Three trees on the mend

Minor injuries have depleted practice depth for Badger men's basketball team

MADISON—The University of Wisconsin men's basketball team's practices have recently been without three of its largest assets.

Forward Jason Chappell, a 6-foot-10, 240-pound sophomore, 6-11 redshirt freshman center Brian Butch and 6-11 true freshman center Greg Stiemsma have not practiced since Friday. Chappell will not play in Tuesday's scrimmage against UW-Platteville due to a right ankle injury. Butch and Stiemsma are doubtful with right foot injuries.

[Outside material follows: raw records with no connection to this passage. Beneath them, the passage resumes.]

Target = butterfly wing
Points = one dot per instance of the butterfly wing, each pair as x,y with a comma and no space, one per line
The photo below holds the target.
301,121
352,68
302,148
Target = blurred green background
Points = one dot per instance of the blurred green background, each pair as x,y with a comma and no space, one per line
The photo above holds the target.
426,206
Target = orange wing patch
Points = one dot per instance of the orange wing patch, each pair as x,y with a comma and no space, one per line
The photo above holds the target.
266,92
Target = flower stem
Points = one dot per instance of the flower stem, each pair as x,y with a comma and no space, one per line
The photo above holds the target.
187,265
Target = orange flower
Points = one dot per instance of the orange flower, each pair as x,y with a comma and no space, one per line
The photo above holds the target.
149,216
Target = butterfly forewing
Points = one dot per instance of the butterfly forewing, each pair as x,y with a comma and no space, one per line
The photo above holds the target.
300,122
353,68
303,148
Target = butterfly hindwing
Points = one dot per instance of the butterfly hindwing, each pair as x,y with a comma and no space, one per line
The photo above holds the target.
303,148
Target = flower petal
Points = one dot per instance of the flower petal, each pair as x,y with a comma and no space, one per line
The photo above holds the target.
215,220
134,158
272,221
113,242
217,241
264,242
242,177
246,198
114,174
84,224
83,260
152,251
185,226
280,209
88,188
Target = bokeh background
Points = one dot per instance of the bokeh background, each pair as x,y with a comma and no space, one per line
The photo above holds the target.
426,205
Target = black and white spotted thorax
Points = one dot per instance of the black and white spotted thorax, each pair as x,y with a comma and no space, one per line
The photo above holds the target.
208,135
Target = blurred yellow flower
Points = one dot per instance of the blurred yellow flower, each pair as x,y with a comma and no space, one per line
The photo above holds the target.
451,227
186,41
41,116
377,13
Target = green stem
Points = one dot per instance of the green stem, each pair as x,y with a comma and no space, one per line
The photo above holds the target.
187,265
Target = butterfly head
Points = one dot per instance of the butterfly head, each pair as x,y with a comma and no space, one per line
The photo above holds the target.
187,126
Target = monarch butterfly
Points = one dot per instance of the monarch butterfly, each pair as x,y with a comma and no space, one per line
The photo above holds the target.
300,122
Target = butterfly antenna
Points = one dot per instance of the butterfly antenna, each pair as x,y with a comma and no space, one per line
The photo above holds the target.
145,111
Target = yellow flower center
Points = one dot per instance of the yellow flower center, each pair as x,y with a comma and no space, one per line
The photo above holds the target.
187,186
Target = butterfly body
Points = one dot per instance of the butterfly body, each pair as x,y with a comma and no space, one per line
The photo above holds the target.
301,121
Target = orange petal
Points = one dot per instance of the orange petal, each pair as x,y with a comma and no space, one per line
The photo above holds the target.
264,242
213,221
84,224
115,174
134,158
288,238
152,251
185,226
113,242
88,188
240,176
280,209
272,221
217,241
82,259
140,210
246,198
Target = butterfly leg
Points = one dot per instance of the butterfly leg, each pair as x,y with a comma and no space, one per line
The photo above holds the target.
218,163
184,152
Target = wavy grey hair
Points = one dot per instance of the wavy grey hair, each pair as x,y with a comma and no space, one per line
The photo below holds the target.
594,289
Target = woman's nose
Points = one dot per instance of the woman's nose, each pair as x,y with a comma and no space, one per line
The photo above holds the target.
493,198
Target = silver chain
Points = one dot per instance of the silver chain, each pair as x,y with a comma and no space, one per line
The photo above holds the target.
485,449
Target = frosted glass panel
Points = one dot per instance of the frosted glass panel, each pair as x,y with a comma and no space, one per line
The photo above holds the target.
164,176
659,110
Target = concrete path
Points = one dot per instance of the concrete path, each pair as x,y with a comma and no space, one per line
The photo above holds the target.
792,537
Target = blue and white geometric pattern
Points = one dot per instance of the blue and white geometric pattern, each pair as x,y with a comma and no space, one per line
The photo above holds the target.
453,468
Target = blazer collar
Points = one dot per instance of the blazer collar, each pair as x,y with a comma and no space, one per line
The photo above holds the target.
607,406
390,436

In each case the injury is thought to be minor in nature. The trio took turns riding a courtside stationary bike during Monday afternoon's session. They also did so over the weekend, according to Badger head coach Bo Ryan.

"I know they're making progress," Ryan said. "But we haven't seen them for the past couple days, except riding on a bike."

Butch missed three practices prior to last Wednesday's exhibition against UW-Parkside due to the foot injury. He played, though, and provided 13 points and four rebounds. After UW's day off Thursday, Butch practiced Friday but has not been available since.

The absence of the three young Badger post players has, albeit temporarily, impaired what appears to be one of UW's greatest assets this season: its depth. Tuesday, the Badgers' scout team consisted of freshmen Michael Flowers, DeAaron Williams and Tanner Bronson, associate head coach Rob Jeter, former Badger Freddie Owens and two or three team managers.

"Because of the gender-equity issue, you get 15 guys you get to put on your [jersey], we didn't have enough guys to practice," Ryan said. "Coach Jeter came out of mothballs again. We just can't go out on campus and go bring bodies on and practice. Yesterday's practice was a real struggle. We need to get more walk-ons. We have to get our number up from 15, and we'll try to do that by going through the proper channels, because when you have things like this happen, you've got to be able to practice.

"And I'm certainly too old to get out there to get anything done, so they couldn't use me. Coach (Gary) Close mentioned shingles for him, so he got out of it. Coach (Greg) Gard held onto his thigh and said, 'I can't go.' So we put two managers in there and were able to at least get some things done in five-on-five on a half-court level. So if we had them we could look to press more, and the competition stays high for positions, you have all that. But the past couple days, I haven't been able to see that because they weren't there. We just didn't have the numbers."